At one point, I would have sworn I saw tables and chairs vibrating and moving to the music. Even the elderly were unaware that their ears were being violated and since when can you not count on the elderly to complain about music?  Really, really bad, extremely loud techno-pop music was something I was going to have to get used to in Italy. I was getting the sense that “cheap cruise ship/ferry boat from Barcelona to Rome” was not a top-tier DJ gig. But the fact that the DJ wasn’t a good one didn’t explain why no one cared that his selections were deafening. Ponderous.

The starboard, inhabited view of Sardinia is stellar, jaw-dropping. White sand beaches, clear, turquoise waters turning into a deep indigo, centuries-old churches, white chalk cliffs and rock formations and the occasional modern palace, complete with infinity pool and Ferrari. Yachts lined docks, and every two miles or so, we spotted people partying on their 50 or 80-foot catamarans.

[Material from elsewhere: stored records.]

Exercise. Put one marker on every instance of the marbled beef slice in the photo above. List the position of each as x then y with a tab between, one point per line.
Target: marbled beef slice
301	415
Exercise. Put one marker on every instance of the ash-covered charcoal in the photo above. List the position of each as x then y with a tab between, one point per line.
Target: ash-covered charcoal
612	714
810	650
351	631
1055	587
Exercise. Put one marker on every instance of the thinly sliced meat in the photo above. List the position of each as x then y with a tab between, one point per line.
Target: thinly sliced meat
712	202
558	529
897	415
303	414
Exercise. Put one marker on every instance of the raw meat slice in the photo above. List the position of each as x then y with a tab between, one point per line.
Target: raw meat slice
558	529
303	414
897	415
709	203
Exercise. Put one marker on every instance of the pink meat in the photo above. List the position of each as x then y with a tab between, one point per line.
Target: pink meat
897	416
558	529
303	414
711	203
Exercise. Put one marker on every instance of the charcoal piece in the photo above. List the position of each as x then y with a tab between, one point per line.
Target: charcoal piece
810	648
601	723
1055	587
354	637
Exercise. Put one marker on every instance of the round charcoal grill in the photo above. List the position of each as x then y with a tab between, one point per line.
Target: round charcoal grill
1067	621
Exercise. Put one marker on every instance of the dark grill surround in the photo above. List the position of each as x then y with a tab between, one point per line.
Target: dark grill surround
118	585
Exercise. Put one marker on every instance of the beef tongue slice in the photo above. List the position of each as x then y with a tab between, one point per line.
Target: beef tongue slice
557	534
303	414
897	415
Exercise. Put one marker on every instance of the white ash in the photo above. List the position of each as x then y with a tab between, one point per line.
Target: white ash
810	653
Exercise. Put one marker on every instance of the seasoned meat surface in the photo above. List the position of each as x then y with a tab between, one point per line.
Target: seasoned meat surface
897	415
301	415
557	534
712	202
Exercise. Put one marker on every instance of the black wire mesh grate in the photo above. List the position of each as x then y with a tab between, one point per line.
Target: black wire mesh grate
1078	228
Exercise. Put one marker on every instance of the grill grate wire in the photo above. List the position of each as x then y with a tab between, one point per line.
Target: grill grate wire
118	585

Things we didn’t see a lot of growing up in Omaha. The happy couples next to me were probably saying things like, “Must be nice.” 

For hours, I’d been wondering how some of the fine citizens of wherever were able to afford the cheapest form of lodging on the ferry boat. A few of the kids looked a bit sketchy. They were the same kids actually enjoying the music, though they did keep dancing when it stopped. Their permagrins bobbing along with their head to a song prerecorded and now being, probably, filtered through some form of MDMA or another.

Jaron again clued me in. You could buy a ticket, as he had done, for 25-Euro and just kind of hang out wherever. This explained the hippies sleeping in the stairwell and a few other interesting tidbits I’d noticed. For instance, the people who looked like they lived on the ferry boat.

As we turned toward Civitavecchia, the sunset drew everyone to the aft deck. It was indeed sensational, quite a show, Sardinia barely visible on the horizon crowned with purples, reds and yellows fading upward into bright stars. It was more romantic than anything. Every now and again this would happen, I would see something unforgettably romantic and remember I was alone. Then I’d quickly shake it off and laugh at myself like a bro.

Pulling into Civitavecchia, Jaron pointed out that we were nowhere near Rome and was I aware of that? No, I replied. I just figured Civitavecchia was to Rome as Brooklyn is to Manhattan. It’s not. We still had an hour-long train ride to get to the central Rome station, where Jaron would continue on to Venice. This news came when I had no cell service, again, which I’d paid for, (thanks AT&T or Cell-Italia or Middle of the Sea Telecom). So I couldn’t contact the AirBnB host, who was going to be less than pumped about me messing with his Roman Friday night plans. 

This is what I worried about, ruining someone’s good time, which would later become an underestimate. 

The arriving train to Rome changed tracks four times as Jaron and a group of Australian girls laughed and ran down stairs and back up others to adjacent tracks. Four times. The laughing stopped after the third descent/ascent. “Was that one our train?” I asked more than once.  We sincerely thought we were watching the last train for Rome pull away, rapidly, when our train pulled into the station. At the track across from us. Once more unto the breach… 

Jaron and I exchanged information in case I was ever to be in the “south of Frankfurt” area. Then he entertained our new friends from Australia while I mapped out how to get from the train station in Rome to the AirBnB for the tenth time. Jaron is an honest, very wise-for-his-age, incredibly intelligent young man with no plans to take over the world or be a cyber-billionaire or acquire millions of instagram followers. He knows where he wants to be in ten years and I believe 100% he will be where he says. He’s a good kid and I kind of missed him after we went our separate ways. 

Now in Rome’s Central Station, I needed wifi, a beer and to get the hell away from the station… STAT.